June 12, 2012
In experiments resembling an atomic-scale shooting gallery, researchers are pioneering a new method for chemical analysis by zapping the innermost electrons out of atoms with powerful X-ray laser pulses from SLAC’s Linac Coherent Light Source (LCLS).
The technique, developed by an international research team and reported in the April edition of Physical Review Letters, allows chemical analysis with atomic resolution, taking spectroscopy – used to study the interaction of light and matter – to a new extreme.
"This is a powerful method to investigate complex molecules with which one aims at determining the arrangement of electrons and the geometrical structure of many systems, including biomolecules," said Peter Salén, a Stockholm University physicist who participated in the research.
For example, it could be used to study the fundamental properties of molecules that encode the information in DNA and RNA, Salén said – which are of scientific interest when present in a DNA sequence and as individual molecules.
Much as planets orbit the sun, electrons orbit the nucleus of an atom at different distances, called shells.
When light from a high-energy X-ray laser hits an atom, it disrupts this arrangement, ejecting electrons from an inner shell. This creates "core holes," vacant spaces that other orbiting electrons drop in to fill, usually within millionths of a billionth of a second. If the laser pulse is intense enough, it can eject other electrons, eventually depleting all of the inner shell electrons and creating a so-called "hollow" state.
In the research reported in Physical Review Letters, scientists observed evidence for the creation of "two site double core-hole" states – in which one inner-ring electron was ejected from each of two atoms in the same molecule.
They measured the energies of the electrons kicked out of inner orbits and found they could be used like fingerprints to identify the specific atoms in the molecule that the electrons came from. Researchers observed this unique state in a range of simple molecules, including nitrogen gas, nitrous oxide and carbon dioxide.
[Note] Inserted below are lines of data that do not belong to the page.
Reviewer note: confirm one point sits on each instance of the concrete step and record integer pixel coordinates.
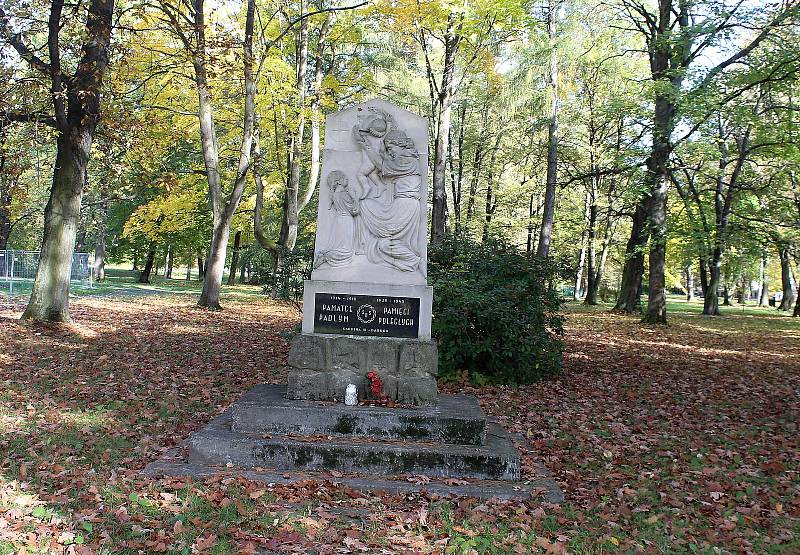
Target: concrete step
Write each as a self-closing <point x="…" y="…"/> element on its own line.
<point x="264" y="410"/>
<point x="218" y="444"/>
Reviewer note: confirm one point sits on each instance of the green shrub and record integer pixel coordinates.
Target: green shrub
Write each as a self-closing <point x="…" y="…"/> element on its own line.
<point x="495" y="311"/>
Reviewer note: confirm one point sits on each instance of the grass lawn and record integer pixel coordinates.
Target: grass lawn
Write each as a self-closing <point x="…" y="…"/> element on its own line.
<point x="665" y="439"/>
<point x="120" y="280"/>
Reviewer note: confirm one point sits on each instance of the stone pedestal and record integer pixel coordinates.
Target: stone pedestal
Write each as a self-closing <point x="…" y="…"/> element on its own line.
<point x="264" y="436"/>
<point x="321" y="367"/>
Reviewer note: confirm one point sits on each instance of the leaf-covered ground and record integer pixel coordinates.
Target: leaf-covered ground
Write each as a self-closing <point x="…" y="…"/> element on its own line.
<point x="665" y="440"/>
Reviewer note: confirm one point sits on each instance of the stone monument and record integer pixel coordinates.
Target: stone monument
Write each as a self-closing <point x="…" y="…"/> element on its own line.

"Because these states are so sensitive to the chemical environment, it allows you to discriminate between different molecules," where other methods could not, Salén said. "It also gives more information about the bonding properties between atoms."
In creating this atomic state, researchers can discern the signatures of atoms and molecules at a resolution that wasn't possible just a few years ago, said John Bozek, an instrument scientist at LCLS who participated in the study. The research is aimed at understanding "what's going on with the electrons in the molecule and what are the fundamental processes occurring when you interact intense X-ray laser light with matter," he said.
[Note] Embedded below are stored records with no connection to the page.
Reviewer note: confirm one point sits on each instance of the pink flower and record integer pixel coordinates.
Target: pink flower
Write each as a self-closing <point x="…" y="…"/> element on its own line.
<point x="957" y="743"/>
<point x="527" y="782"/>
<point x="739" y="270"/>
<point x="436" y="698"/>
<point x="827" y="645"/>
Other experiments at LCLS have studied how the X-ray pulses affect the electrons in larger molecules, including molecular clusters, and generate tiny, concentrated plasmas known as nanoplasmas.
Study co-author Nora Berrah, a physicist at Western Michigan University, led a team that carried out the first molecular experiments at the LCLS in 2009. That team's research and other early experiments at LCLS explored how to essentially dissect an atom with X-ray laser pulses by stripping away electrons, and how to fine-tune its electron-stripping properties to punch out inner-ring electrons first.
Salén said the research team has evolved its research methods, and in more recent experiments at LCLS, has incorporated more advanced methods to capture electrons and measure their energy. "We have begun to study more complex molecules, such as biomolecules and hydrocarbons," he said.
The new techniques will make studies of complex molecules easier, and researchers hope to distinguish even between atoms of the same element occupying an individual molecule, and to learn about the arrangement of their associated electrons.
Participating researchers in the latest published research hailed from Sweden's Stockholm and Uppsala universities, Western Michigan University, Finland's University of Turku, Japan's Hiroshima University and Tohoku University, and Italy's Trieste Synchrotron and IOM-CNR facilities.